Soviet artist Vladimir Serov wrote a series of paintings dedicated to the leader of the Union republics – V. I. Lenin. “Walkers near Lenin” is one of such canvases created in 1950. As a government minister of art, he chose the genre of socialist realism.
This picture is well known and easy to understand. On a small canvas four figures fit Serov: Lenin and the peasants. They are crowded in an office in the Smolny at a small table, three of them are sitting, one man leaned his hand on the back of the chair during a long conversation. By such a method of depicting figures, the artist wanted to expressly indicate the closeness of the leader and common people, their unity. The peasant peasants are working people, they did not have time to take off their fur coats.

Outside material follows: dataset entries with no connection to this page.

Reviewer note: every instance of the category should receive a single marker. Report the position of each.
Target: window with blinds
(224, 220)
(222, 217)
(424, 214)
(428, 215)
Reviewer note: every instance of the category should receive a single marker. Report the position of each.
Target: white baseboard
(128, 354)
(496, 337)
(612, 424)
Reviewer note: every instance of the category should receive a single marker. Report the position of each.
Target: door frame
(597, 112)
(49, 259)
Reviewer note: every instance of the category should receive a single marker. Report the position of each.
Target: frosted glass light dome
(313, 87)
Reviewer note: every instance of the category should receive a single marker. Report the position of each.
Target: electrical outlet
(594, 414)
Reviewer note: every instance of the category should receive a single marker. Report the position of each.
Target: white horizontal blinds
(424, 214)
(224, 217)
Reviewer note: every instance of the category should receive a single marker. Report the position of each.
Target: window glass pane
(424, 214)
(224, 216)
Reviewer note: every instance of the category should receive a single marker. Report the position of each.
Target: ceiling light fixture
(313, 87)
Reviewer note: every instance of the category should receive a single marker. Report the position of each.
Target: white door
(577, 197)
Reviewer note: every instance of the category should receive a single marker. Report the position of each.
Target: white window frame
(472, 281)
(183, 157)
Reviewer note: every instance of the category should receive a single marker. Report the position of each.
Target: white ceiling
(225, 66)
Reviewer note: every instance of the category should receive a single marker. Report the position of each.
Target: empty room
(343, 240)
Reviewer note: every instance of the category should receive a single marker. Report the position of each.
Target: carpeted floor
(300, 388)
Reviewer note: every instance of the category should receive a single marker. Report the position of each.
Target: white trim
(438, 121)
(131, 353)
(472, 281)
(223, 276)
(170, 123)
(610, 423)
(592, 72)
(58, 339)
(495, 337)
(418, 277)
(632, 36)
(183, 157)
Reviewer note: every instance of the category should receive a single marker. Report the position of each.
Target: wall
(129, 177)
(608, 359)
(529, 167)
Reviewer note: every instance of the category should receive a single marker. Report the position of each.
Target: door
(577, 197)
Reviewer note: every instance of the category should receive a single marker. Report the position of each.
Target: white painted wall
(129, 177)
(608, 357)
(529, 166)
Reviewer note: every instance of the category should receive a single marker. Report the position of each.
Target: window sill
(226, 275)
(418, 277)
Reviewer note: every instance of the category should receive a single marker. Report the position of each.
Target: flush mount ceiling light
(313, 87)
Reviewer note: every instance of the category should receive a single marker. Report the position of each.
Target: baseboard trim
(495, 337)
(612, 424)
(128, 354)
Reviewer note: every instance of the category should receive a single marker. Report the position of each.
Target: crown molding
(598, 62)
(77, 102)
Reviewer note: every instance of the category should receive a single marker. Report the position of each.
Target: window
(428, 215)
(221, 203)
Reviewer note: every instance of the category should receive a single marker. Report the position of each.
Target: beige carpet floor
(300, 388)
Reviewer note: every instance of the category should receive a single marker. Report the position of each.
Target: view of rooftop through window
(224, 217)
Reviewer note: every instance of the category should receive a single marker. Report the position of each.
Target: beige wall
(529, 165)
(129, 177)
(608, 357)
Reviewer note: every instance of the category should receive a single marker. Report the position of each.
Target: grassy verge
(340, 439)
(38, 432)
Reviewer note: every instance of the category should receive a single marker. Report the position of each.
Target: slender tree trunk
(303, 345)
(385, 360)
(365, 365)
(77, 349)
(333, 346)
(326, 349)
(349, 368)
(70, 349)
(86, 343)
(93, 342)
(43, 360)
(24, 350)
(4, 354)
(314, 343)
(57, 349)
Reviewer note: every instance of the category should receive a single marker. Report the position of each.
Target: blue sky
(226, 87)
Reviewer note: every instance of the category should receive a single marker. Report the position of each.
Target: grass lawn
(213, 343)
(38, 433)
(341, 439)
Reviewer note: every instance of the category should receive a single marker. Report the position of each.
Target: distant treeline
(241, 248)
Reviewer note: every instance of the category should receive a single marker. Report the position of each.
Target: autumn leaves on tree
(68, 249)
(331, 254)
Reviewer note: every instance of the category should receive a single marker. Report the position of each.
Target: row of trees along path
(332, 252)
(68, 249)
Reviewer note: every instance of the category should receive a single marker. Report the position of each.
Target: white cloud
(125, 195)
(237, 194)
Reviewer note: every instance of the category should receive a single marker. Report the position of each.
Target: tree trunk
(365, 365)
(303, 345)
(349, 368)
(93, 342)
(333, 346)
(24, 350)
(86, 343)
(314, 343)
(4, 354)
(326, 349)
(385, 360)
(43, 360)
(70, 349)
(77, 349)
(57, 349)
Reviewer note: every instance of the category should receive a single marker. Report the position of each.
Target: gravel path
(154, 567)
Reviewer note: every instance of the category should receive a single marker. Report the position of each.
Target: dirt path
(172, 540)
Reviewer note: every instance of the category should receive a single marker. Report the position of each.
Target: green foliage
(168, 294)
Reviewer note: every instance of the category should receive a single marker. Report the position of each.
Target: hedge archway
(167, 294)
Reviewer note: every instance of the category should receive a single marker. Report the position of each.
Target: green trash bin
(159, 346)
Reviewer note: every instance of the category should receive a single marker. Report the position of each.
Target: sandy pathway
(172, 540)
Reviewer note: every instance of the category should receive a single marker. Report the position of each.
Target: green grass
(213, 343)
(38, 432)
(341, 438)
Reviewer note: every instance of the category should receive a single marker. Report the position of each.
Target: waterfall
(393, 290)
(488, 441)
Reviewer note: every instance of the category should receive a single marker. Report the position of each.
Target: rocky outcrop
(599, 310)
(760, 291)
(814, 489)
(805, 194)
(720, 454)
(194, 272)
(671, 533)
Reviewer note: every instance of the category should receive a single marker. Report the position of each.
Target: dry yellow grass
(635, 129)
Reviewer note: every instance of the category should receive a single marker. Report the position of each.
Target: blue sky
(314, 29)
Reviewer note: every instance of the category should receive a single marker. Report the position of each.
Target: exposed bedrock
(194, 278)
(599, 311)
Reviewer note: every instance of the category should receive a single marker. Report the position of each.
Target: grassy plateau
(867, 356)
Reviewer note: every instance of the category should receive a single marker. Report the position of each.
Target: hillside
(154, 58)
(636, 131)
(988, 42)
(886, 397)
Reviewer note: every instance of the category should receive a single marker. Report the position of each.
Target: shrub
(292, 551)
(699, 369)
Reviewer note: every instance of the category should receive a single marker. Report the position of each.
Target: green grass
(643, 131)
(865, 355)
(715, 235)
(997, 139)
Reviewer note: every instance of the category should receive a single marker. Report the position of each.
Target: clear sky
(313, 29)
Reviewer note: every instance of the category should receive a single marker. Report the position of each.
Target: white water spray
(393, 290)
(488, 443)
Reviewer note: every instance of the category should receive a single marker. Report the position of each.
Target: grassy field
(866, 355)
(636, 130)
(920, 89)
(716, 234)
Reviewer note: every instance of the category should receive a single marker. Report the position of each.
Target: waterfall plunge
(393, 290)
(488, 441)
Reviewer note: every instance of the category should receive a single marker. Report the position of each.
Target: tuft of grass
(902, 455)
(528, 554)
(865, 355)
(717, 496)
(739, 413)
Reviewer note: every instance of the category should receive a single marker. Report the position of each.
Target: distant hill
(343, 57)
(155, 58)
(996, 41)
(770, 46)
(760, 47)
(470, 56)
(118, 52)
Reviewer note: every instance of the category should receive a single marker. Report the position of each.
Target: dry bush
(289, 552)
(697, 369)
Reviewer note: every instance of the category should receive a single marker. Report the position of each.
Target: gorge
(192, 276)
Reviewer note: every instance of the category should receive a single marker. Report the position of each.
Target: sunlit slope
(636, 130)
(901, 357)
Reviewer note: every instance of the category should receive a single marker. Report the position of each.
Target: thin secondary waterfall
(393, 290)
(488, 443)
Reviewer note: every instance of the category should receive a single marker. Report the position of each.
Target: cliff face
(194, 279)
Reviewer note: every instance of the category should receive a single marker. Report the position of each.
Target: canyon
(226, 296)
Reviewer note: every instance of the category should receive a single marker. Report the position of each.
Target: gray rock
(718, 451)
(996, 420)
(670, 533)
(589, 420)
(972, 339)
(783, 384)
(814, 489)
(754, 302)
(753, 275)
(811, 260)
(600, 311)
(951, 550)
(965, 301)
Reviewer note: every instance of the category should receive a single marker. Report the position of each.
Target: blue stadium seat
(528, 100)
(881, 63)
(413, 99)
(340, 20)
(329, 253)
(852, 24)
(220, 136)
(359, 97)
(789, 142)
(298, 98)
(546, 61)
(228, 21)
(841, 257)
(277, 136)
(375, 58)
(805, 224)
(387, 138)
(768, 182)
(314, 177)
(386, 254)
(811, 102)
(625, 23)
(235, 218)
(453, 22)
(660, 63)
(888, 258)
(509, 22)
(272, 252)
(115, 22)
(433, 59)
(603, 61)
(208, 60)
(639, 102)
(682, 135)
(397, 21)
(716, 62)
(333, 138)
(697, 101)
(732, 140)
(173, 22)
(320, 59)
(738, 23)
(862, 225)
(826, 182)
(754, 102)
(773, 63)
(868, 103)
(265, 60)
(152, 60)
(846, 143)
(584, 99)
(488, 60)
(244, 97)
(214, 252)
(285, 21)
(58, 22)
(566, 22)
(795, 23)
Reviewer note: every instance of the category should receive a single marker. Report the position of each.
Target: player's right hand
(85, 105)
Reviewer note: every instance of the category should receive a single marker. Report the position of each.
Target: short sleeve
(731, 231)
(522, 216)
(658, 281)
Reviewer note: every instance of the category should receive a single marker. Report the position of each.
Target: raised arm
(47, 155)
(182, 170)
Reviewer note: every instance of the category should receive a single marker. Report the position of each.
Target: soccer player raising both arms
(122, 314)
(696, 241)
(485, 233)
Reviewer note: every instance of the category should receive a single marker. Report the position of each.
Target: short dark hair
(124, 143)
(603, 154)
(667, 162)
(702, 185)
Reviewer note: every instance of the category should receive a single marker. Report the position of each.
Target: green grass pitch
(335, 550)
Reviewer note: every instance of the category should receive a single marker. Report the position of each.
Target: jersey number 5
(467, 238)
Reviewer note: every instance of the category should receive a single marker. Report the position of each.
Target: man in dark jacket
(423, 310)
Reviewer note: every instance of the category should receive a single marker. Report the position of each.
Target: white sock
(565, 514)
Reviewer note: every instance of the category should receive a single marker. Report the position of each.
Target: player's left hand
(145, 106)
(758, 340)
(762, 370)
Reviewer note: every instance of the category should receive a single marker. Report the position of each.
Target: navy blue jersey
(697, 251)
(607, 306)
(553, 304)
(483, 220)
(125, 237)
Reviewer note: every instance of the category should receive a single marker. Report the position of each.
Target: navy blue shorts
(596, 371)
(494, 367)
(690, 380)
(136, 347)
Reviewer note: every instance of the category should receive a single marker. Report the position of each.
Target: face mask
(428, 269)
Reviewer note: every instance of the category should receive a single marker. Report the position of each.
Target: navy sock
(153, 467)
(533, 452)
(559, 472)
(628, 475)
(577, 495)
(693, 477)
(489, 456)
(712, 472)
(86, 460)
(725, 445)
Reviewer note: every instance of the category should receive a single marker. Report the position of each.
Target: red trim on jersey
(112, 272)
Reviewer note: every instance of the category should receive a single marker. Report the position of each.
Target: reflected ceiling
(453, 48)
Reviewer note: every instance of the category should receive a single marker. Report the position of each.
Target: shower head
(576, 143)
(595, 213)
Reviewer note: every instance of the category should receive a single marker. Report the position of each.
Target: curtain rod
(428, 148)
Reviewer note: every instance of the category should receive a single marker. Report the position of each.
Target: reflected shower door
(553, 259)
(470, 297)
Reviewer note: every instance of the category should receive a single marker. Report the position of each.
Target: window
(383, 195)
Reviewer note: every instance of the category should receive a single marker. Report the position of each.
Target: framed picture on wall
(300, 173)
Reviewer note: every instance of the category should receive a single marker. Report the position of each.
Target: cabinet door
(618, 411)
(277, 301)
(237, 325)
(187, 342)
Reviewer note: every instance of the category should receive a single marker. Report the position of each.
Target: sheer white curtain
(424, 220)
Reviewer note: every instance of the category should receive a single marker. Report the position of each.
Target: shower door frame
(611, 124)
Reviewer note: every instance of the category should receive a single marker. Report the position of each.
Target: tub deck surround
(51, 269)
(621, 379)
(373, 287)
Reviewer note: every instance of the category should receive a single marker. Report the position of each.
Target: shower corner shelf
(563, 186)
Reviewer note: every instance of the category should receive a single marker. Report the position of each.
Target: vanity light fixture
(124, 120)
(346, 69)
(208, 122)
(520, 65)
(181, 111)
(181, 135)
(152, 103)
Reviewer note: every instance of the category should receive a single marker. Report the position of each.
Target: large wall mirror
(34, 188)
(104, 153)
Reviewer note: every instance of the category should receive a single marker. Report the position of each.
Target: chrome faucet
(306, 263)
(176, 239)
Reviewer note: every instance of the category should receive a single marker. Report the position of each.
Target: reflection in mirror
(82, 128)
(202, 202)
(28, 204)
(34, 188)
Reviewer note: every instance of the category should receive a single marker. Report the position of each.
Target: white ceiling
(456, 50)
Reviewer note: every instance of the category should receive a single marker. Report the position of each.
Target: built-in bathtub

Lenin in a strict black suit, holds a pen and a notepad on the table. A gray-bearded old man says about the needs of the peasants, about rural life, with gentle hand gestures accompany speech. The other two men are silent, and they all look to Lenin. In their eyes, the credibility of a high-ranking official is read, they are confident that the needs of the village will be heard and the wise leader knows exactly how to solve any of their problems.
With such attention the peasants listen to Lenin, that the spectators have the same desire to trust him, with a light heart to present their fate and the fate of the city, country and world.
Serov’s realism is visible in the detailed unadorned description of the peasants’ faces, hands, and clothes: the skin is rough, wrinkled, white beards and strands of hair on their heads turn white.
The picture successfully shows the sincerity of the conversation, even some spiritual warmth and love. The head of the Soviet Union is seen by us as a caring patron for ordinary people far from public affairs.
Serov received the honorary State Prize for the painting “Walkers at Lenin”.